Taking into consideration the long-term growth prospects of the technology sector, combined with the UK’s leading expertise across growth areas such as e-commerce and financial technology, there are considerable opportunities for savvy investors.

Through the Enterprise Investment Scheme (EIS) and its younger sister, the Seed Enterprise Investment Scheme (SEIS), investors have the opportunity to gain access to high-growth UK technology businesses while potentially mitigating a high degree of the associated capital risk and enhancing total returns.

This is achieved via a strategic combination of upfront income relief, exemption from capital gains tax on investment returns – assuming shares are held for a minimum of three years – and loss relief should the business fail or shares reduce in value.

Private investors without significant investment capital or experience can access high-growth and tax-efficient technology opportunities through an EIS/SEIS portfolio.
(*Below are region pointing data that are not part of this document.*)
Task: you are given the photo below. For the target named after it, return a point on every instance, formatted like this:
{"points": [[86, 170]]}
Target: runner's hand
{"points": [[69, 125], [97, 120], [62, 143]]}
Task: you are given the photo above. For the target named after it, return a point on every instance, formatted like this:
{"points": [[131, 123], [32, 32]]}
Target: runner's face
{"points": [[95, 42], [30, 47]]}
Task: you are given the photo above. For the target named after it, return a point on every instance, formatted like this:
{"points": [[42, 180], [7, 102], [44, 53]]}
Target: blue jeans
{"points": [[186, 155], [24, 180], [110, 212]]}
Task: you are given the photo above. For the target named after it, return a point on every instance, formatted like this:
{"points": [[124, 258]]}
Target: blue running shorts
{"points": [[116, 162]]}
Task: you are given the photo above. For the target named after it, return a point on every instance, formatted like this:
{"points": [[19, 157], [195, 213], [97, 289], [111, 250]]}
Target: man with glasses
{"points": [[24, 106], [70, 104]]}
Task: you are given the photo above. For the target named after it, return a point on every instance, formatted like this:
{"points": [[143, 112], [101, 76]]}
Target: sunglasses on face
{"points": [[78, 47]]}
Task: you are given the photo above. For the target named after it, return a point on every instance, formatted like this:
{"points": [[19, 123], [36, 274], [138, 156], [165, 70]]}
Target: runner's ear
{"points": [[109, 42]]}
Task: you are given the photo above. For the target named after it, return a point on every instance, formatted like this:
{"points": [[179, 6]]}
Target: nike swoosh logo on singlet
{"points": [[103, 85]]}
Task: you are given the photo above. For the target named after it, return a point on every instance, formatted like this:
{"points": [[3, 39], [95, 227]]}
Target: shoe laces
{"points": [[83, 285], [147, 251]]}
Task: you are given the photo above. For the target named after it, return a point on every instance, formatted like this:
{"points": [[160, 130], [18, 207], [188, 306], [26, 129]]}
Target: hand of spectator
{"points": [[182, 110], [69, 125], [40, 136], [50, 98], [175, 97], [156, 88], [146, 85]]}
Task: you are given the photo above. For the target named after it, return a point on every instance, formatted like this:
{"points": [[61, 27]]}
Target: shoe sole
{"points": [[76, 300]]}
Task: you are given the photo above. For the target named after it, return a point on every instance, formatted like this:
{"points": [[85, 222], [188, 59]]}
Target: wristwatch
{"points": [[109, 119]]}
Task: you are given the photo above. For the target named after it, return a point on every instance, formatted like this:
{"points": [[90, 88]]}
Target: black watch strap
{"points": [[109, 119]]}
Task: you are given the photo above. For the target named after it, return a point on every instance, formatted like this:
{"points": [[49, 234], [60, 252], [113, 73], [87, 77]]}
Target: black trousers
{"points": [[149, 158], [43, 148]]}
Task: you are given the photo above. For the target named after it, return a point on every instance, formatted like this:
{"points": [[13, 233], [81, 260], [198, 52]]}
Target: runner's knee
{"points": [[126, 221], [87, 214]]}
This has a number of key advantages.

A primary benefit is the potential it offers for diversification, whereby investors can spread their risk across a range of EIS/SEIS-qualifying companies. These firms have each been scrutinised by sector specialists, who have the market knowledge to build a balanced portfolio with the requisite breadth and depth to reduce portfolio risk without compromising growth.

In addition, the tax advantages can be maximised through a portfolio strategy, whereby investors can potentially offset any losses from individual companies, regardless of the success of the overall portfolio, which can serve to increase total investment returns.

The experience and expertise of the fund manager is a critical factor in any EIS/SEIS investment. However, this is especially true of early-stage technology businesses, which often need active investors since founders tend to be technologists first and business people second.

Fund managers with access to high-quality personnel with hands-on experience and specialist skill sets across key technology sectors can significantly accelerate the growth and trajectory of each portfolio company, offering informed guidance and support – something a generalist investor cannot.

Deal flow is also crucial to the success of an SEIS and EIS investment. Companies most likely to succeed will be reasonably well established, with strong revenue growth prospects, proven commercial traction and defensible market positions. Can your manager unearth these companies?